OpenAI today announced the launch of an API for accessing new natural language processing models its researchers developed, including the recently released GPT-3. The company claims that, unlike most AI systems designed for one use case, the API provides a general-purpose “text in, text out” interface, allowing users to try it out on virtually any English language task.
The API is available in beta for free for the first two months, and only qualified customers will be provided access, according to OpenAI — there’s a sign-up process. (Companies like Algolia, Koko, MessageBird, Sapling, Replika, Casetext, Quizlet, and Reddit, along with researchers at institutions like the Middlebury Institute, piloted it prior to launch.) The company says the API will both provide a source of revenue to cover its costs and enable it to work closely with partners to see what challenges arise when AI systems are used in the real world.
“The field’s pace of progress means that there are frequently surprising new applications of AI, both positive and negative. We will terminate API access for obviously harmful use-cases, such as harassment, spam, radicalization, or astroturfing,” OpenAI wrote in a blog post. “[This] model allows us to more easily respond to misuse of the technology. Since it is hard to predict the downstream use cases of our models, it feels inherently safer to release them via an API and broaden access over time, rather than release an open source model where access cannot be adjusted if it turns out to have harmful applications.”
Given any text prompt, OpenAI’s API returns a text completion, attempting to roughly match the pattern provided to it. A developer can “program” it by showing it just a few examples of what they’d like it to do; its success varies depending on how complex the task is. The API can also hone its performance on specific tasks by training on a data set of examples provided, or by learning from human feedback given either by users or labelers.
For example, the API can identify relevant content for natural language queries without using keywords. It also enables complex discussions — with a brief prompt, it generates dialogues spanning a range of topics, from space travel to history — and the transformation of text into simplified summaries. It’s even able to complete code based on function names and comments; to generate spreadsheet tables with suggested categories; and to translate natural language to Unix commands using a handful of representative samples.

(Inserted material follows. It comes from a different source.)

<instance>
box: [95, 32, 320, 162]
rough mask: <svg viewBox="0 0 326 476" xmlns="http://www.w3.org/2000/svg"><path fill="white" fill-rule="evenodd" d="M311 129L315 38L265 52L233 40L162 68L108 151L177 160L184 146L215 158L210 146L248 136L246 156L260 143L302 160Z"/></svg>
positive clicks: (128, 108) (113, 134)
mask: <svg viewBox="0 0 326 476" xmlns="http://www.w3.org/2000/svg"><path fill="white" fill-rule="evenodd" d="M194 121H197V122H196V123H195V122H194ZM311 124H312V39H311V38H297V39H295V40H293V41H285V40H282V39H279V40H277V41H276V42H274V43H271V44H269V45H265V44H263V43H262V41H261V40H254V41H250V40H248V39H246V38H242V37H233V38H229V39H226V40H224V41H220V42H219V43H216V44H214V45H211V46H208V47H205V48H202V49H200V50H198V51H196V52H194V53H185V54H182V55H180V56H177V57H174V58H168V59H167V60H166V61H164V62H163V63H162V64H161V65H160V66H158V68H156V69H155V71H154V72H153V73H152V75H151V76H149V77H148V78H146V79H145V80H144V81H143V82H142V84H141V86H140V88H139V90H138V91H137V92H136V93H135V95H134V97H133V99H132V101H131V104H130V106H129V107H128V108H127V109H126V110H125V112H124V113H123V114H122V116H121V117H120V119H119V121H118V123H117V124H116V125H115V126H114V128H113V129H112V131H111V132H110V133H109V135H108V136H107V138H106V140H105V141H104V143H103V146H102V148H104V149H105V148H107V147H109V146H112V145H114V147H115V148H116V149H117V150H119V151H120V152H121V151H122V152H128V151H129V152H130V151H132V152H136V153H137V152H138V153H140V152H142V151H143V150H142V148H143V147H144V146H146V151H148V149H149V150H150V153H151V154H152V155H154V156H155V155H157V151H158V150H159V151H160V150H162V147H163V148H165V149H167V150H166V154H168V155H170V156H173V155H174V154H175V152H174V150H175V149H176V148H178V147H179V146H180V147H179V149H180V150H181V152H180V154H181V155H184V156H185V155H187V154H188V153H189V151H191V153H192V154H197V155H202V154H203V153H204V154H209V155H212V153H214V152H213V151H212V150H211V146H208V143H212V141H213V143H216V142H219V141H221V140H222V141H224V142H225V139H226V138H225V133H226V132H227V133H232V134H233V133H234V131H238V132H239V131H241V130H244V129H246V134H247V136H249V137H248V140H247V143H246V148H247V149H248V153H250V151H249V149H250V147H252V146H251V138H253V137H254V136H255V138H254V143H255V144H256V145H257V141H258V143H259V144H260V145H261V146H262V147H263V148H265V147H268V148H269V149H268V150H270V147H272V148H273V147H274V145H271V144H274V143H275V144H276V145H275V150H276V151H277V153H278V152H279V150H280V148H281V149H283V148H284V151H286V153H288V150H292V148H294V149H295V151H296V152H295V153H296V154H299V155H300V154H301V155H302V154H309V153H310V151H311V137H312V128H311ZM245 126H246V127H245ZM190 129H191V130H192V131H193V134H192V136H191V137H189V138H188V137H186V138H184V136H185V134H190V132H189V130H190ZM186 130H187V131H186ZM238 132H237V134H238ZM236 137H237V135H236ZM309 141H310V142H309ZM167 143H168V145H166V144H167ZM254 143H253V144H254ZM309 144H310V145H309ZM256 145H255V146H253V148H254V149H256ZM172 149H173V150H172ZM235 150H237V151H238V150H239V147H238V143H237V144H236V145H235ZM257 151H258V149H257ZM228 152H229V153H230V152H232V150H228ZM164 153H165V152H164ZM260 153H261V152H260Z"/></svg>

“We’ve designed the API to be both simple for anyone to use but also flexible enough to make machine learning teams more productive. In fact, many of our teams are now using the API so that they can focus on machine learning research rather than distributed systems problems,” OpenAI continued. “We’re hopeful that the API will make powerful AI systems more accessible to smaller businesses and organizations.”
OpenAI publishes studies in AI subfields from computer vision to natural language processing (NLP), with the stated mission of safely creating superintelligent software. The startup began in 2015 as a nonprofit but later restructured as a capped-profit company under OpenAI LP, an investment vehicle.
Perhaps anticipating backlash from the AI community, OpenAI says the API will monetarily support its ongoing research, safety, and policy efforts. Certainly, OpenAI’s advancements haven’t come cheap — GPT-3 alone is estimated to have a memory requirement exceeding 350GB and training costs exceeding $12 million. To fund them, OpenAI previously secured a $1 billion endowment from its founding members and investors and a $1 billion investment from Microsoft, a portion of which funded the development of an AI supercomputer running on Azure. So far, OpenAI LP has attracted funds from Reid Hoffman’s charitable foundation and Khosla Ventures.
The API will also inform the development of the large models underlying it, according to OpenAI, as the company continues to conduct research into the potential misuses including with third-party researchers via its academic access program. The goal over time is to develop a “thorough understanding” of the API’s potential harms and continually improve tools and processes to help minimize them, OpenAI says.
“Mitigating negative effects such as harmful bias is a hard, industry-wide issue that is extremely important. Ultimately, our API models do exhibit biases that will appear on occasion in generated text,” wrote OpenAI. “[That’s why] we’re developing usage guidelines with users to help them learn from each other and mitigate these problems in practice. [We’re also] working closely with users to deeply understand their use cases and develop tools to label and intervene on manifestations of harmful bias, [and we’re] conducting our own research into harmful bias and broader issues in fairness and representation, which will help inform our work with our users.”
In the past, OpenAI has adopted a cautious — and controversial — approach to mitigation. Citing concern for misuse and potential automation of deepfakes by malicious actors, it chose not to share all four versions of the model when GPT-2 made its debut last February, which achieved leading results on a range of tasks. Critics of the decision said that failure to release source code posed a potential threat to society and scientists who lack the resources to replicate the model or its results. Others called it a publicity stunt.
OpenAI subsequently released several smaller and less complex versions of GPT-2 and studied their reception as well as the data sets on which they trained on. After concluding that there was “no strong evidence” of misuse, it published the full model — which was trained on 8 million text documents scraped from the web — in December.